You might spend only $5 initially, but it may take several hours to find a reputable vendor, even more time to explain what you need before you realize they don’t have the skill set to deliver. Then you spend another $5, more time and more frustration before you finally (FINALLY!) walk away with a finished product. And even then the quality of the work is just…meh.
Was it worth the savings? Not really.
As a small business owner, your time is your number one asset. It’s up to you to protect it! Click to Tweet
The Problem: You need TP everyday
If you only had to use toilet paper once a year you might be able to get away with saving a little dough and going with itchy, scratchy, transparent 1-ply toilet paper. But let’s face it – you use toilet paper Every. Damn. Day. Go ahead and invest in the luxuriously soft, quilted, 3-ply option.
Ready for the marketing tie in? Here it is — think about what you do for a living and say it out loud. (Yes, say it out loud right now…I’ll wait).
Did you say something like “coaching” or “retail” or “software”? Think again. You are in marketing, friend. We all are.
As small business owners, we wear a lot of hats. The most important one is our marketing hat. Because without marketing we don’t have customers. And without customers we don’t have a business. And without a business…well, you see where I’m going with this.

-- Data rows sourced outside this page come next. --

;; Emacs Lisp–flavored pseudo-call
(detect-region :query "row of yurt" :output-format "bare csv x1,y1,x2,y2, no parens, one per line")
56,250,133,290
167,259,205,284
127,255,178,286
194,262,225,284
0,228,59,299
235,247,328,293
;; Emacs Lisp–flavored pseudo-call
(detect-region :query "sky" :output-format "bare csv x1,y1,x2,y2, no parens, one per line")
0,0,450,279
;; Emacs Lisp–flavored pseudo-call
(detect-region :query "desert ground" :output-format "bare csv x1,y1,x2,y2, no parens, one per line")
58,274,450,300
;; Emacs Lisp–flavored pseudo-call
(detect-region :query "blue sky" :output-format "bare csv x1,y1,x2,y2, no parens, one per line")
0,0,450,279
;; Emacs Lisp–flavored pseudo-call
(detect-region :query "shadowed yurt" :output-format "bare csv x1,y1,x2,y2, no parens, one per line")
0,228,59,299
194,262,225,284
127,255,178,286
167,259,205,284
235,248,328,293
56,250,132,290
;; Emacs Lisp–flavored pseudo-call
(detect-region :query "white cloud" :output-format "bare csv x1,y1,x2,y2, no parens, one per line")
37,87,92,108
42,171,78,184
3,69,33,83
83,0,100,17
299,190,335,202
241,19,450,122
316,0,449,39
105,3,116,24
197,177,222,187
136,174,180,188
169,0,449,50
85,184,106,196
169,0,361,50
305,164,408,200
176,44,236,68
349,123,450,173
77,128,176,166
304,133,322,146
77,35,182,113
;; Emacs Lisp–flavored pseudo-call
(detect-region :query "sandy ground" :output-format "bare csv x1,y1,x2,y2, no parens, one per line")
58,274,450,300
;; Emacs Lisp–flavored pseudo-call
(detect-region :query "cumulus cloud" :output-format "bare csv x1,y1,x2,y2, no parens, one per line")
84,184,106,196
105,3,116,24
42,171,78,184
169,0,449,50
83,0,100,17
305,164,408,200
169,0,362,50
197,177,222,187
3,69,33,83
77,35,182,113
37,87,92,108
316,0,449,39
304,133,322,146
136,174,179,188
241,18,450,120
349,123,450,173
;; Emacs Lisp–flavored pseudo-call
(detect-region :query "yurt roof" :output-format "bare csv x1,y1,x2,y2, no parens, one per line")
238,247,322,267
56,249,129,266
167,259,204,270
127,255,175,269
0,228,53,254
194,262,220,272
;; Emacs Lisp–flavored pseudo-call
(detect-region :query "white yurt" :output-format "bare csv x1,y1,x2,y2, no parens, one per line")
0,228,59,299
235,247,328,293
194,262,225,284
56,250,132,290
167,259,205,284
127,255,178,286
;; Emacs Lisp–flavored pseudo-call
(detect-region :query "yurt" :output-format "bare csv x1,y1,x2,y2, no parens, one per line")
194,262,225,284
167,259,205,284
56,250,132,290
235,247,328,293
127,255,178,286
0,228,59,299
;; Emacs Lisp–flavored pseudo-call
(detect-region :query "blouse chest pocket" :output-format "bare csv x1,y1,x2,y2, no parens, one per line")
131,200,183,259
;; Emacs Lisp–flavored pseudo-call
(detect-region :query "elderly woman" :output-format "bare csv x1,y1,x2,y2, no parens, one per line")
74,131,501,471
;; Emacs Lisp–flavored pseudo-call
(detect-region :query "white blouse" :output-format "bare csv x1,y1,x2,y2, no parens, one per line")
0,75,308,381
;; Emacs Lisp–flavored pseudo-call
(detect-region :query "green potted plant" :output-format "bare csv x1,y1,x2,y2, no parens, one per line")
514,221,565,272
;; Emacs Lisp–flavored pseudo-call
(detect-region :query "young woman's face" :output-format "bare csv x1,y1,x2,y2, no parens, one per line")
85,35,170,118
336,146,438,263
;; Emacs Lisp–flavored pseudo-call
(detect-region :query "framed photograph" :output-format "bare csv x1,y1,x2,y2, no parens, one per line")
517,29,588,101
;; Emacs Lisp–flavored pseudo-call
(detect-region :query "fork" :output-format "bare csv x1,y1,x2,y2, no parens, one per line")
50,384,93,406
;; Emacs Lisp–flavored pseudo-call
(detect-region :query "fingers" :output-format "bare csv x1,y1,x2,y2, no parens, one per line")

Marketing is the greatest driver of new and repeat customers. You don’t market yourself once a year, you market yourself eleventy-six times a day. Every time you blog, that’s marketing. Every time you post in a Facebook group, that’s marketing. Every time you meet a friend for lunch and you tell her about what you’re working on, that’s marketing too. Everything you do, say and represent is part of the marketing plan for your business.
You need marketing too much to skimp on it.
— FingerprintMarketing (@fingerprint) March 24, 2015
The Problem: Skimping Says Something (Nasty) About You
Buying cheap toilet paper says something about you – and it’s not good. Take restaurants for example — one of the first signs that a restaurant is going to fold is when they start buying cheap toilet paper.
Why does this matter? Because it’s something the guest notices. When you’re at a nice restaurant and you’re forced to use itchy, scratchy, gross TP you take notice. And it makes you wonder what else they’re skimping on.
Your customers are the same way. The experience they have in the “bathroom” of your business is just as important as the experience they have at the “table”.
Investing in marketing is not a luxury
The cheapest toilet paper on Amazon is $0.71 per roll. So, how much is the fluffy, thick, luxurious stuff? Just $0.79 per roll.
The price difference between crappy marketing and phenomenal marketing isn’t that different either. When you use cheap toilet paper, you have to use twice as much. So it’s really not that “cheap” after all. Don’t let your marketing strategy fall into the trial and error trap or you’ll end up spending twice as much! Click to Tweet
Over to you
So, where did we leave things with Theresa? She decided that cheap toilet paper wasn’t worth the savings. She knows her bum is worth the investment (and so is yours!).